Pociąg z Lublina do Bydgoszczy utknął pod Puławami. Po blisko trzygodzinnym postoju pasażerowie pojechali dalej. Powodem opóźnienia była przepalona sieć trakcyjna.
Z Lublina pociąg do Bydgoszczy przez Warszawę wyjechał dziś o godz. 7.54.
– Po około 45 minutach jazdy zatrzymaliśmy się przez samymi Puławami – relacjonuje pani Agnieszka, pasażerka pociągu, która zgłosiła nam problem.

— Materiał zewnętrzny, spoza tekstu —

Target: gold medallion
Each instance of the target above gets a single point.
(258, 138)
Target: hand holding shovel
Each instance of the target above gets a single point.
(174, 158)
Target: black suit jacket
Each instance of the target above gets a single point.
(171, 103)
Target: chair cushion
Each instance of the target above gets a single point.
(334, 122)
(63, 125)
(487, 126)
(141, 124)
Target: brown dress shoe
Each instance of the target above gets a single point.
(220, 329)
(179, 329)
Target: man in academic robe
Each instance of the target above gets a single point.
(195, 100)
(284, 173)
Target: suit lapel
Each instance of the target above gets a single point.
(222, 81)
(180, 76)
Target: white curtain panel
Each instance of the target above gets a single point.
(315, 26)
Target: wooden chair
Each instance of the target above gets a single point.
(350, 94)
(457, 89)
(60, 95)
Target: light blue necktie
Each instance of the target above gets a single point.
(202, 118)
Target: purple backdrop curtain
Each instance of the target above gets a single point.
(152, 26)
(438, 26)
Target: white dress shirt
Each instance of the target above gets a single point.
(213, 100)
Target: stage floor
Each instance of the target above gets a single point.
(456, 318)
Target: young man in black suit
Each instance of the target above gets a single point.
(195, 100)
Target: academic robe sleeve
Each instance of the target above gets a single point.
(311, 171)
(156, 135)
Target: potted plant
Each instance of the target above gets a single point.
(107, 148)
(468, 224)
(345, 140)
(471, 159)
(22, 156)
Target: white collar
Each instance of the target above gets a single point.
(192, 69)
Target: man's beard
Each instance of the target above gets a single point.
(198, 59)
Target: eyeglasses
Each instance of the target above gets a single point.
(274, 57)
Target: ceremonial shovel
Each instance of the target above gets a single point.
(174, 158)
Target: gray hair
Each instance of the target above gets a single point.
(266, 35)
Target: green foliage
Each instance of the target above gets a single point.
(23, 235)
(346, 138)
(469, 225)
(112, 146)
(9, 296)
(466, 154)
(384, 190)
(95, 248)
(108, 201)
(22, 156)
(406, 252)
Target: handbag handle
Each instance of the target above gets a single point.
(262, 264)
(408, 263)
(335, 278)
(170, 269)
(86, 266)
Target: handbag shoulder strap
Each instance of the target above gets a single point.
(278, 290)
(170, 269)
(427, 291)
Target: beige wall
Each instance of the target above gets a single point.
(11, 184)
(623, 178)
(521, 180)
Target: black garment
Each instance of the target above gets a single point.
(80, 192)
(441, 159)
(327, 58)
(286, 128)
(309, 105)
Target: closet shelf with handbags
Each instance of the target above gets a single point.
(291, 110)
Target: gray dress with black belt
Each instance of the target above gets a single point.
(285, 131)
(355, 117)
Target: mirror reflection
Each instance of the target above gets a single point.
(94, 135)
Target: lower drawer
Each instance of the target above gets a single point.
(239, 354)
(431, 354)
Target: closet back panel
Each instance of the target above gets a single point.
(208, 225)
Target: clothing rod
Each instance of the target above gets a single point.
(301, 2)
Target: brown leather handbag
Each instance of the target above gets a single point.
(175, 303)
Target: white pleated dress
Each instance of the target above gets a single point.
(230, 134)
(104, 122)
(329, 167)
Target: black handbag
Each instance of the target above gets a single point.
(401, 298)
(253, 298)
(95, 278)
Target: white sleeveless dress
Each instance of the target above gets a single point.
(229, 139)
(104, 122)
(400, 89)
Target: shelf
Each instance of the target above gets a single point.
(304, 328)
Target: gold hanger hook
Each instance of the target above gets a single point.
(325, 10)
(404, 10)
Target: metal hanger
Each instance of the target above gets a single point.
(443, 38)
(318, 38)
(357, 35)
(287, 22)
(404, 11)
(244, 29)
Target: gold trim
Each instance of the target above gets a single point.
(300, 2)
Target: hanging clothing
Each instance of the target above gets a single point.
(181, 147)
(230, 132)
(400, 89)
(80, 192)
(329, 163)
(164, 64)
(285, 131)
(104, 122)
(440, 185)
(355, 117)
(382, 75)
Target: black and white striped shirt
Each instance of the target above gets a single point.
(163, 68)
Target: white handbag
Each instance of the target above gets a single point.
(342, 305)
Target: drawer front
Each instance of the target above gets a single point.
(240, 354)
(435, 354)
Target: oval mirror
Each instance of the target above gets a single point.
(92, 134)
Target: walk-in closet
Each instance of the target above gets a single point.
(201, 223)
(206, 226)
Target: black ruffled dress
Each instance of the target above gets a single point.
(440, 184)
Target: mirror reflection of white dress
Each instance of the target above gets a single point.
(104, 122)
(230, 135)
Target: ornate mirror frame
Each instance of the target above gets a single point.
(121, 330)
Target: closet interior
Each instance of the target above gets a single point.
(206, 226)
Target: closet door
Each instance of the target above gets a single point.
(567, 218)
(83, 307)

Jeszcze o godz. 11 pociąg stał. – Jest zimno. Ludzie, żeby się nieco rozgrzać chodzą tam i z powrotem. Część pasażerów zamówiła taksówki, bo spieszyli się na lotnisko na Okęciu. Dostaliśmy ciepłe napoje i na tym koniec. Mieli podstawić lokomotywę spalinową, która miała nas przepchnąć dalej. Czekamy, a w pociągu robi się już mroźno.
Około godz. 11.30 pociąg w końcu ruszył. – Mamy już 3 godzinne opóźnienie – przyznaje pani Agnieszka. – W Toruniu miałam być o godz. 13 a będę dopiero o 16.
Jak dowiedzieliśmy się w informacji PKP Intercity powodem nieplanowanego postoju była przepalona sieć trakcyjna. – W pociągu nie było prądu. Jest podstawiona nowa lokomotywa – usłyszeliśmy w informacji.